Un dirigeant déchu peut être autorisé à rester avec un harem, où il s’occupe des jeunes mais perd ses droits sexuels, assumant ainsi une sorte de rôle non-circulaire. Quelques mois après avoir été détrôné, la rougeur enflammée de son bandeau thoracique s'atténue et devient rose anémique.
Selon Robin Dunbar, qui a étudié les geladas dans les années 1970, la gelada est la seule espèce appartenant à une lignée de primates au pâturage qui était encore plus commune que les babouins. Ses prédécesseurs ont commencé à disparaître il y a un million d'années lorsque le climat s'est réchauffé. Les herbes palatiables ont commencé à pousser seulement à des altitudes beaucoup plus élevées, les singes ont déplacé leur gamme ou sont affamés, et maintenant, dit Dunbar, "nous n’avons que cette seule espèce au sommet des montagnes".

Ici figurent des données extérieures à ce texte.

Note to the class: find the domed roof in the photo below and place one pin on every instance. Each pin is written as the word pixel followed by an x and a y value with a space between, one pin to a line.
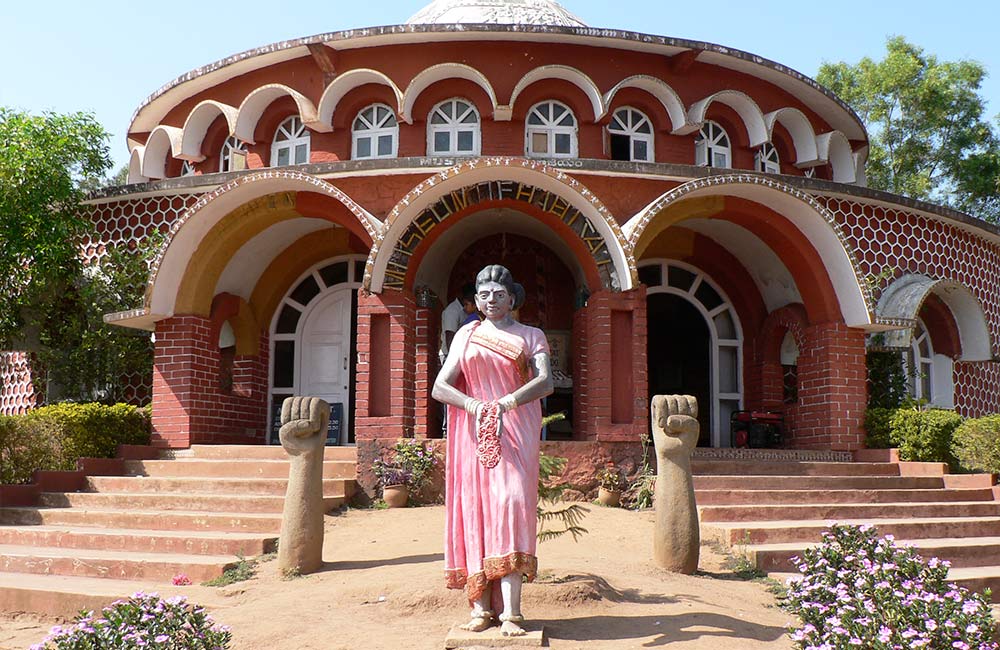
pixel 497 12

Aujourd'hui, avec la fin de la guerre civile en Éthiopie de 1974 à 1991 et la stabilisation du gouvernement, les montagnes du Nord sont à nouveau accessibles aux chercheurs. Et l'économie locale se redresse. Les chèvres, les vaches et les moutons rivalisent avec les singes pour l'herbe dans les alpages, et les agriculteurs tuent parfois les geladas qui pillent les cultures d'orge. On ne sait pas combien il y a de geladas. Les estimations de Dunbar pour les années 1970 font état d'une population comprise entre 100 000 et 200 000 personnes, mais une grande partie des terres ont été converties en fermes depuis. Les troupeaux errants et les terrains accidentés rendent le comptage difficile, mais Beehner, qui a elle-même effectué des enquêtes, craint que le chiffre actuel ne soit beaucoup plus bas - peut-être à peine 20 000.

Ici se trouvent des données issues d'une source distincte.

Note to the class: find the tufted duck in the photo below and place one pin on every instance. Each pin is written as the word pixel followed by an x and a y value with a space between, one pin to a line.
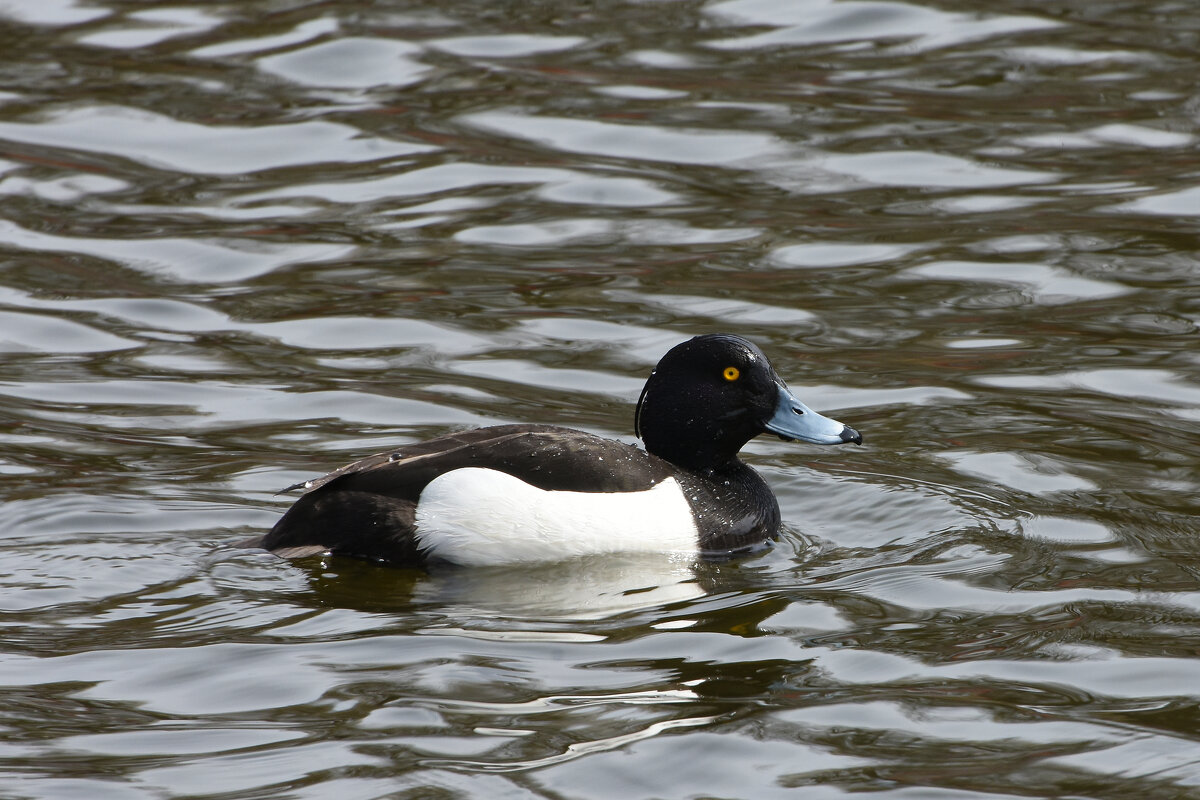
pixel 517 493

Beehner et Bergman étudient également la structure du troupeau. Bien que les singes passent des heures à socialiser au sein de leurs harems, surtout pendant les bains de soleil le matin, ils ont tendance à ne pas connaître leurs voisins dans le troupeau. Malgré les bandes de célibataires, dit Beehner, "c'est un peu comme les humains dans les banlieues."
Abigail Tucker est un rédacteur pour Smithsonian .
Anup Shah et Fiona Rogers vivent au Kenya et à Londres; Les photographies de Shah sont apparues dans un article du Smithsonian en 2006 sur les gnous du Serengeti.